04 May 2012

Likay - traditional drama form

We started of the day at the Christian Comminication Institute, conveniently located a block or so from our hotel. CCI was founded around 1960 by a missionary couple (Alan & Joan Eubank). They wanted to use a traditional folk drama form (likay) to help spread the gospel.

There is another form of drama that is very formalized and can't be changed...the stories the movement, the music...it all must remain untouched. However, likay is more improvisational. It tends to be a small troupe of players that roves from town to town, sets up in the town square and does a number of performances before moving on. The shows are pure entertainment (no social message), painted canvas backdrops, lots of humor, and frequently ribald. The stories are modern with topics from daily life.

The Eubanks created Gospel-based stories in the Likay format. There are some archetypes that are maintained from traditional Likay...The Hero is always charming and idealistic, for example.

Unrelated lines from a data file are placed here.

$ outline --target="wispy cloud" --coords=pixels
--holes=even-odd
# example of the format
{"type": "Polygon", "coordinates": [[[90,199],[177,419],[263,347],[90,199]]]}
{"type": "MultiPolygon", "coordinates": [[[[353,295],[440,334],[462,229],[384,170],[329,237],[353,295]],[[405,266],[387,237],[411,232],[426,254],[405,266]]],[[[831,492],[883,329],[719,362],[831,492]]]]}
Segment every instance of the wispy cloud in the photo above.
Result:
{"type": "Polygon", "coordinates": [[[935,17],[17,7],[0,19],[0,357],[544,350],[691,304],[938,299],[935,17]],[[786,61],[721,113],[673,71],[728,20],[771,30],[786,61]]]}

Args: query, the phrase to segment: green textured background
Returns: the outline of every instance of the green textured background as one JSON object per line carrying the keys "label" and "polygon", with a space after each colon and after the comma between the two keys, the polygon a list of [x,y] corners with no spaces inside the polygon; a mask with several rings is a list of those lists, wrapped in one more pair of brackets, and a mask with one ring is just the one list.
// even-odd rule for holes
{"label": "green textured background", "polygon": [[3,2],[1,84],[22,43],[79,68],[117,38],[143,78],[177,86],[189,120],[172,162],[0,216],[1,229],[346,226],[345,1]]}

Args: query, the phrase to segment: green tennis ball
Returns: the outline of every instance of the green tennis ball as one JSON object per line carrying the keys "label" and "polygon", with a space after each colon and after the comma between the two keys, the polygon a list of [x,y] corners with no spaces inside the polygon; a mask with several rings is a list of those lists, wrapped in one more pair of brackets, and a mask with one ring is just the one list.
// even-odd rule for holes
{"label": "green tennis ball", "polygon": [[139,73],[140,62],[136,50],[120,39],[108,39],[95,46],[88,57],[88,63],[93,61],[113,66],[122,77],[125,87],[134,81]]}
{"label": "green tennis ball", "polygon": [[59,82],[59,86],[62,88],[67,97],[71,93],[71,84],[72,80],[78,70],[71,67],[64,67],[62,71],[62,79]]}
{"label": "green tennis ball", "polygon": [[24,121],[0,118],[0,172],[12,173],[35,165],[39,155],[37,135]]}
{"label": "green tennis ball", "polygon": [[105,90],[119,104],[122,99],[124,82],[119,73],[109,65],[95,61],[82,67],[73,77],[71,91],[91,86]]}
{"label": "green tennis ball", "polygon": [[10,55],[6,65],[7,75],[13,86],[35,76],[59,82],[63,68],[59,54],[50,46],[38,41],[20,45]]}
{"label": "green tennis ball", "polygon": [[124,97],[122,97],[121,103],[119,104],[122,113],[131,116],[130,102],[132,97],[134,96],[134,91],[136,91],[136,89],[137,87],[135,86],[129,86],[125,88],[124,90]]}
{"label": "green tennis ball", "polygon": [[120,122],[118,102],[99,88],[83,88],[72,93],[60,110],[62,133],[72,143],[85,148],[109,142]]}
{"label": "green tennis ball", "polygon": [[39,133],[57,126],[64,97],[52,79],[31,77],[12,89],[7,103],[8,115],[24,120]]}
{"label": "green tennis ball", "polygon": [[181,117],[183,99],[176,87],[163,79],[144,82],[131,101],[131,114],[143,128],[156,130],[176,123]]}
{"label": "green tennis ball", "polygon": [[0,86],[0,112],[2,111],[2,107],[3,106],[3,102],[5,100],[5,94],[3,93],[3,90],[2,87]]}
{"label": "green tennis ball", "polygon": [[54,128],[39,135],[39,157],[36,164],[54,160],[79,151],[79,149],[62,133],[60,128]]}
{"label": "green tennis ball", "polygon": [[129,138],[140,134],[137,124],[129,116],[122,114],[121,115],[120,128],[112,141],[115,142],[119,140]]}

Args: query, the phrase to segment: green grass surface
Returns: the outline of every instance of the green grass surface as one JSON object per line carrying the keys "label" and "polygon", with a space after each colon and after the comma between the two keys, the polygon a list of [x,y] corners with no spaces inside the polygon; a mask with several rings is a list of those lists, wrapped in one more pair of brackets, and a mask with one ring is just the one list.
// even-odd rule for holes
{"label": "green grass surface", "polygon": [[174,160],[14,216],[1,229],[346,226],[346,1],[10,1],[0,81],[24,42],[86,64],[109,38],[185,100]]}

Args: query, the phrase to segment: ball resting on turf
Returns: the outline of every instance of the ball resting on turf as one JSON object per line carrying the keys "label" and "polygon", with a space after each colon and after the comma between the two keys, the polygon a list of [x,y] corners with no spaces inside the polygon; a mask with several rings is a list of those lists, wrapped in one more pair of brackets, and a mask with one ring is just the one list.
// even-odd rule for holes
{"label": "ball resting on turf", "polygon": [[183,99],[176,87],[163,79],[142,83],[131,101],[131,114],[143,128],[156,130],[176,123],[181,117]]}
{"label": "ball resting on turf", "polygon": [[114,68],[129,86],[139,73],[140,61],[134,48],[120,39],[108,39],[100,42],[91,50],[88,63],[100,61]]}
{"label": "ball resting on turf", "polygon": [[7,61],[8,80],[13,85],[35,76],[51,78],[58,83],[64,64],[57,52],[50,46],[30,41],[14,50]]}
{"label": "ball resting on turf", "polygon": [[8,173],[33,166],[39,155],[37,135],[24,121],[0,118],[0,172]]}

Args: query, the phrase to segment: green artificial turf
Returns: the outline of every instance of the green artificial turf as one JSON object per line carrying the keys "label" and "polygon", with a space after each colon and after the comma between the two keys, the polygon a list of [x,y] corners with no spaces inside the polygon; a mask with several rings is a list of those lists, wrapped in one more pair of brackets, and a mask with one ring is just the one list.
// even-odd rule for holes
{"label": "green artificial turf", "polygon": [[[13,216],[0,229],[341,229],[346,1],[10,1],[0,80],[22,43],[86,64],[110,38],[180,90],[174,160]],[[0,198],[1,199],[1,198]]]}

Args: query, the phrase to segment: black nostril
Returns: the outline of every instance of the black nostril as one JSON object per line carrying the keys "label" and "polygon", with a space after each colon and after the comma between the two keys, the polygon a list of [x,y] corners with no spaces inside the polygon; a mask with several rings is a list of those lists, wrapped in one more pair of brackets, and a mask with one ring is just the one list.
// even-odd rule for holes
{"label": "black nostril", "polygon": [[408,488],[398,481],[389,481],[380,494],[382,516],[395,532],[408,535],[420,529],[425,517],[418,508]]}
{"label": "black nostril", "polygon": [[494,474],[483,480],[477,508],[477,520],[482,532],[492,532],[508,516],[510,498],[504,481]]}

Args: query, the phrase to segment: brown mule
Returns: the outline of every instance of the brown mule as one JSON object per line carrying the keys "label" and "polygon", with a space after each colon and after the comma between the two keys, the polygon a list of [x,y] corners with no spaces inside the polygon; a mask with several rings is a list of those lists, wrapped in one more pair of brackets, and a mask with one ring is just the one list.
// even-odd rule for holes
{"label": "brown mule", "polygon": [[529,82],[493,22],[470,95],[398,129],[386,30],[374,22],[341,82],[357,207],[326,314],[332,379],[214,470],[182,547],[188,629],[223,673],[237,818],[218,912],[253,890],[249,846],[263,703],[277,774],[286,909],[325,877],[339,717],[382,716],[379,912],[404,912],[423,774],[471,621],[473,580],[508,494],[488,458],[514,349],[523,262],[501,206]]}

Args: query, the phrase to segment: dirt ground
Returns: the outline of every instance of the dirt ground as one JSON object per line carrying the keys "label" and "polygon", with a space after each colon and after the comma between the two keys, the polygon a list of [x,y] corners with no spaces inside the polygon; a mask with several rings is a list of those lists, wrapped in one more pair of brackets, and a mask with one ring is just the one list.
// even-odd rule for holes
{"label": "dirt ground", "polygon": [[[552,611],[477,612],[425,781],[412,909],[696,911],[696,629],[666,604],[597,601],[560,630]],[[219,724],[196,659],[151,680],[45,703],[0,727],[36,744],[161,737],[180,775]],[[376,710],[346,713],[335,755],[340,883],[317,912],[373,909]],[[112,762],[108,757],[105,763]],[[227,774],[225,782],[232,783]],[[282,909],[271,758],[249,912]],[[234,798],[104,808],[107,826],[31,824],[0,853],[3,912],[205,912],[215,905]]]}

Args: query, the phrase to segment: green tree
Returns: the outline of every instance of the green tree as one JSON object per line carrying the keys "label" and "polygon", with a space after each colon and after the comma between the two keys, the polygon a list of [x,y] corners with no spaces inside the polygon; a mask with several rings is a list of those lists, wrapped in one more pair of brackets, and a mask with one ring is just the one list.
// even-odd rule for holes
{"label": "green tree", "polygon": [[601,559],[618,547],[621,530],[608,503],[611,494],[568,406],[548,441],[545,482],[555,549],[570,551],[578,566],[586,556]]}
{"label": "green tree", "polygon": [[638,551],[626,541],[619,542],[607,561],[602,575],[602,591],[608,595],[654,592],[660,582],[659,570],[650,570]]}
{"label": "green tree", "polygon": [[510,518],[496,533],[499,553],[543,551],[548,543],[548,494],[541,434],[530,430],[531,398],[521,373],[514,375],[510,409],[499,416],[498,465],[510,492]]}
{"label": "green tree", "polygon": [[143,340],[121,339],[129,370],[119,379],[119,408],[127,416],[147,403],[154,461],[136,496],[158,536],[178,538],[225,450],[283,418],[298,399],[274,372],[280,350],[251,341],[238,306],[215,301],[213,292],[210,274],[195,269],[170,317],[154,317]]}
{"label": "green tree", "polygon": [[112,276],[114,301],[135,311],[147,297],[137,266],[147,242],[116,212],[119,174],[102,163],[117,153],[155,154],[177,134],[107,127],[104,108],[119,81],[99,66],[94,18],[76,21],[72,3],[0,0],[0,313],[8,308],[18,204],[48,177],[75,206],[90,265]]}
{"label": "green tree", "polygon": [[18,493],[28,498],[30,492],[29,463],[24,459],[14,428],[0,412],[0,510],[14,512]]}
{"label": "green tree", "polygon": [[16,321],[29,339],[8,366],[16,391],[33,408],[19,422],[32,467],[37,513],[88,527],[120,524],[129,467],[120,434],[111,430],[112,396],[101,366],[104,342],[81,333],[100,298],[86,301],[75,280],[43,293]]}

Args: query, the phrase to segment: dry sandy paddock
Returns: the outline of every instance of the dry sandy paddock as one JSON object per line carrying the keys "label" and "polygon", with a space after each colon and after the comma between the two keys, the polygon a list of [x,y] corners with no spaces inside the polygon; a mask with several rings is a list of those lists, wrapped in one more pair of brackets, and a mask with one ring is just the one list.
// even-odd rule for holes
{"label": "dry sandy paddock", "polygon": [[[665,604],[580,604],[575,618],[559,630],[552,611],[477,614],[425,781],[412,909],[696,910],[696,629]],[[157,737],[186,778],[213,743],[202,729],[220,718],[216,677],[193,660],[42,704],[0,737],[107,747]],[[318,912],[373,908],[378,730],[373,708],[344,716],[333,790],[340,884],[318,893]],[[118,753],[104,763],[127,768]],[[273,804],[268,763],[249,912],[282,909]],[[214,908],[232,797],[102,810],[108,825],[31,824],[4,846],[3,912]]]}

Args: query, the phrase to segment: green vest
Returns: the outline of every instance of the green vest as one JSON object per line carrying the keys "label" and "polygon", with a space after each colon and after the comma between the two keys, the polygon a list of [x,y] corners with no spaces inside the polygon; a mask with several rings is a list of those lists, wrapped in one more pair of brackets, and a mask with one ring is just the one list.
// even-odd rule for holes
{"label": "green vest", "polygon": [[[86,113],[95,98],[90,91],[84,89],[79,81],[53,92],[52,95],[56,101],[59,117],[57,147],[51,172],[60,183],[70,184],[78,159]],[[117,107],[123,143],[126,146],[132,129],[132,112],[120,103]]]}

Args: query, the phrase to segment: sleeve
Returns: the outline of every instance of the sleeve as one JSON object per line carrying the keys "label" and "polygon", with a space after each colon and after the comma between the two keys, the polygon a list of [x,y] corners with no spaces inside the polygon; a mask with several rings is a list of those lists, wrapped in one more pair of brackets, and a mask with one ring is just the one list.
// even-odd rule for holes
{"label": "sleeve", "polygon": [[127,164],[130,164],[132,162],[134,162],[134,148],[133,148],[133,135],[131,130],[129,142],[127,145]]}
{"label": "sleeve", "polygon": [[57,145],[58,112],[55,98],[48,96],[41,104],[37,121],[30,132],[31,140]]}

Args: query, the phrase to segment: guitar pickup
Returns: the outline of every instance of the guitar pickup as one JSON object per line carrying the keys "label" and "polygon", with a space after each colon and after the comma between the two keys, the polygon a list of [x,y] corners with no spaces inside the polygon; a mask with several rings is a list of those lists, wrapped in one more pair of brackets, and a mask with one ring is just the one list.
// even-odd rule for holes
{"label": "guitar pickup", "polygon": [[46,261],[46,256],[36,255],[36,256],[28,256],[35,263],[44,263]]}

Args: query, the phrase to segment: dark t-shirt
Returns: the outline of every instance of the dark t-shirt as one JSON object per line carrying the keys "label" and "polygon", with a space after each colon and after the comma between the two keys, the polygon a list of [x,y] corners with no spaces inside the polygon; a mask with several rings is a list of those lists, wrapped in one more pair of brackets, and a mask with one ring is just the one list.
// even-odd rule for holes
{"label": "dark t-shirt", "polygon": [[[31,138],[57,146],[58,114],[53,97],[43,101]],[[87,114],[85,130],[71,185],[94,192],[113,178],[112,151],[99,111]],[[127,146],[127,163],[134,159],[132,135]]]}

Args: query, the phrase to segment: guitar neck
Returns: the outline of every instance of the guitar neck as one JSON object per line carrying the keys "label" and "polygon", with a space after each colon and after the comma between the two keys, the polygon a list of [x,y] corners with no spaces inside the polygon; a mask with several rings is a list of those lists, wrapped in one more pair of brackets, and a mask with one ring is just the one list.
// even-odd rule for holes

Today the troupe performed a Likay version of "The Good Samaritan." The parts are spoken and sung but there are also gestures and movements that go along with it. Afterward, Ken had come of the performers show us how these movements communicate, almost like a sign language. I wished they'd showed us this before the performance. I followed the story but knowing the gestures were more than theatricality would have been helpful.

After the performance the troupe worked with us on some of the (very) basic traditional dance movements. It's a lot of stylized hand positions and movements that, to do properly, you have to have joints that bend in ways they generally don't...fingers that arc toward the back of the hand, elbows that bend a bit past open. They showed us the type of stretches that dancers do daily to facilitate these moves. Done properly, it's vey graceful. There were a couple of women in the troupe that had studied traditional dance formally and they were a joy to watch.